The new 24,000-sq.-ft. production facility in Charlotte will eventually serve both North and South Carolina. Buckhead currently services Charlotte through its Atlanta plant .
“We are excited about the opportunity this new facility will give us to offer restaurants and chefs in the Charlotte area with the same high level of quality products they have previously enjoyed but with a greater level of personal service,” Stine said.
“Now chefs can request unique cuts with little lead time, allowing them more creativity in the kitchen,” he added.
JBS USA on the move
Utah’s Board of the Governor’s Office of Economic Development met and approved a post-performance tax rebate to allow JBS USA Holdings Inc. to expand its presence in Hyrum, Utah. The company plans to invest more than $30 million in developing a new and expanded meat packing and processing facility in the state.

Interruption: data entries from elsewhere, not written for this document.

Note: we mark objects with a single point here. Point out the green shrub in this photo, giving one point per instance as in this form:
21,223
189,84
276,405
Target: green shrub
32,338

When completed, the expansion will employ 420 new full time staff in addition to the nearly 1,000 current employees at the location.
“We feel this expansion will help us sustain our presence in the state by improving efficiencies and adding production capacity that will and provide a solid foundation for years to come,” said Jerry Petersen, JBS director of operations at the Hyrum plant.
JBS USA Holdings Inc. – formerly Swift Foods Company – is a wholly owned indirect subsidiary of JBS SA, headquartered in São Paulo, Brazil.
Expect industry construction projects, ranging from new plants to plant expansions and renovations, to continue – and even accelerate once the economy is back running on all pistons again. Equally important, expect industry brick-and-mortar projects to ramp up as global demand for meat and poultry products increase. Those companies ahead of the curve will be best able to cash in on anticipated increasing demand.